Steps for Landing a Government Contract

Written By Gary Spirer Published February 10th, 2010

Need a quick plan to land a government contract without going through a lot of tape. Read on.

Step 1. * Obtain a CCR profile *

Register with the Central Contractor Registry (CCR) to qualify to bid on government contracts. Be sure to prepare a profile that separates you from competition.

Step 2. * Find the list of procurements and contracting leads *

Go to the Commerce Business Daily, which lists contracting information and procurement actions. Also visit GovCon, which provides a condensed version of procurement information. If you are interested in Defense, contact the Defense Electronic Information Center at 1-800-334-3414.

Step 3. *Market your business to the government*

Prepare a one-page description that showcases the abilities of your firm and then introduce your company to a contracting officer at the government agency you’ve selected from Step 1. You may also complete a Standard Form (SF) 129, Solicitation Mailing List Application, and sending a copy to each agency you are interested in to get on their mailing lists. Join the Small Business Administration’s PRO-NET, which is a free service that the government uses to find businesses to fulfill procurement contracts.

Step 4. *Increase the odds of landing a contract – get 8(a) certified*

Highlight your firm’s need for a government contract by completing the Small Business Administration’s 8(a) certification process. By doing so, the odds that your firm will land a contract increase greatly since the Small Business Administration has associations with federal purchasing agents and functions as a prime contractor, which in turn gets contracts for 8(a) certified firms. There is usually a two-week waiting period.

Step 5. *Find a matchmaker*

Search for the Business matchmaking program near you on Google. The program is designed to match businesses with federal, state, and county government agencies that have contracts for these businesses. These programs can be found online or at major local events.

Step 6. * Protect your business from contracting scams *

Obtain a copy of the Federal Acquisition Regulations form, which outlines current contracting regulations to prevent scams.

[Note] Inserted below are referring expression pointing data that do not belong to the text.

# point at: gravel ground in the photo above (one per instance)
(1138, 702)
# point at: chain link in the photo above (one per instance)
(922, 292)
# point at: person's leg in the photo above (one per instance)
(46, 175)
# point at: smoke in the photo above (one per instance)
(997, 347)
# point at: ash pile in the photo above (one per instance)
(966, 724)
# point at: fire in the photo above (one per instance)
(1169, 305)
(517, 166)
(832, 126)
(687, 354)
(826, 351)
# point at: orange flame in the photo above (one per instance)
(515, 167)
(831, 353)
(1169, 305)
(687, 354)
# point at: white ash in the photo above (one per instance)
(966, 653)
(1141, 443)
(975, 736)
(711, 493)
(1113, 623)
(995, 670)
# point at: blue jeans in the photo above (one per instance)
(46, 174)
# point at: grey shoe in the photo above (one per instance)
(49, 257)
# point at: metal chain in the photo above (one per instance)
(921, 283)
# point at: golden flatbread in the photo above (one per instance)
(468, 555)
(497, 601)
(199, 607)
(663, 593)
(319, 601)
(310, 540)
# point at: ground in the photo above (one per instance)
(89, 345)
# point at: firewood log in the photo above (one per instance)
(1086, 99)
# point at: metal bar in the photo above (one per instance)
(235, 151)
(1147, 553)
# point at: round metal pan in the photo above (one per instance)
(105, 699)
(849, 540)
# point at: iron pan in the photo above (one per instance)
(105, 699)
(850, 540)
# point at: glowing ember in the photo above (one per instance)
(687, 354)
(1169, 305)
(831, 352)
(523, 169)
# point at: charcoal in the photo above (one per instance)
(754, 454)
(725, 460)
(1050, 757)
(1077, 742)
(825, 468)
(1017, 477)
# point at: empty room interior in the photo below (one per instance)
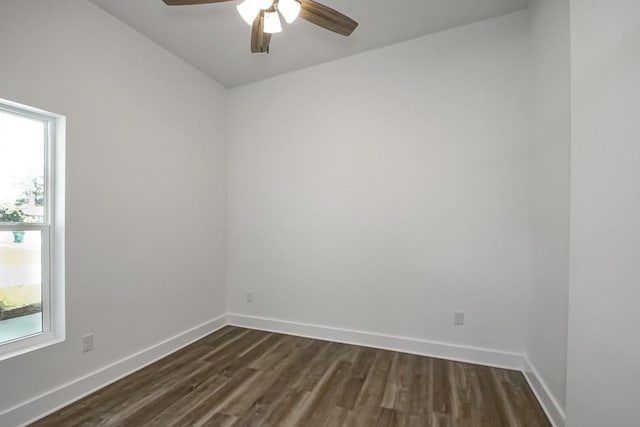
(319, 213)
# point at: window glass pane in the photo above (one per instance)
(20, 284)
(22, 154)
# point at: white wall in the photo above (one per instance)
(145, 184)
(550, 160)
(384, 191)
(604, 344)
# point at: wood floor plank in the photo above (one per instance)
(247, 378)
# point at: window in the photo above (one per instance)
(31, 232)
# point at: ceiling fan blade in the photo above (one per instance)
(259, 39)
(190, 2)
(326, 17)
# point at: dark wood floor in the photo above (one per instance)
(242, 377)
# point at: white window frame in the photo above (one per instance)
(52, 230)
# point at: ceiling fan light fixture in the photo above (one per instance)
(264, 4)
(272, 22)
(290, 9)
(249, 10)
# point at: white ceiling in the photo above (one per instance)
(214, 39)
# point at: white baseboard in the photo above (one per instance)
(480, 356)
(549, 403)
(57, 398)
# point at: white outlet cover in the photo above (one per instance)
(458, 318)
(87, 343)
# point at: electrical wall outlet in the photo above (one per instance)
(87, 343)
(458, 318)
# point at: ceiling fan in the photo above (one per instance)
(264, 17)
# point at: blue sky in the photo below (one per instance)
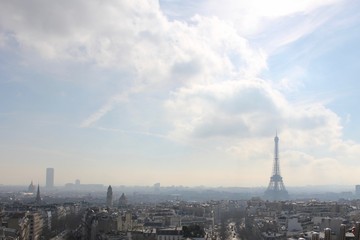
(179, 92)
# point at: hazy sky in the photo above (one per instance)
(181, 92)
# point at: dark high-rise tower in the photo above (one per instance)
(109, 198)
(49, 177)
(38, 198)
(276, 189)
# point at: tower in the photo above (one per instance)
(109, 197)
(276, 189)
(49, 177)
(38, 197)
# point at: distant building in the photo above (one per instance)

Step 7. * Present your Request for Proposals (RFP)*

The Request for Proposal is a invitational form for businesses to bid on government contracts and projects. These notices can be found in newspapers, government agencies, and publications. Nothing further. That’s it! Remember that although competition can be fierce these days, by landing a government contract you can be sure that is one client whose paycheck you can rely.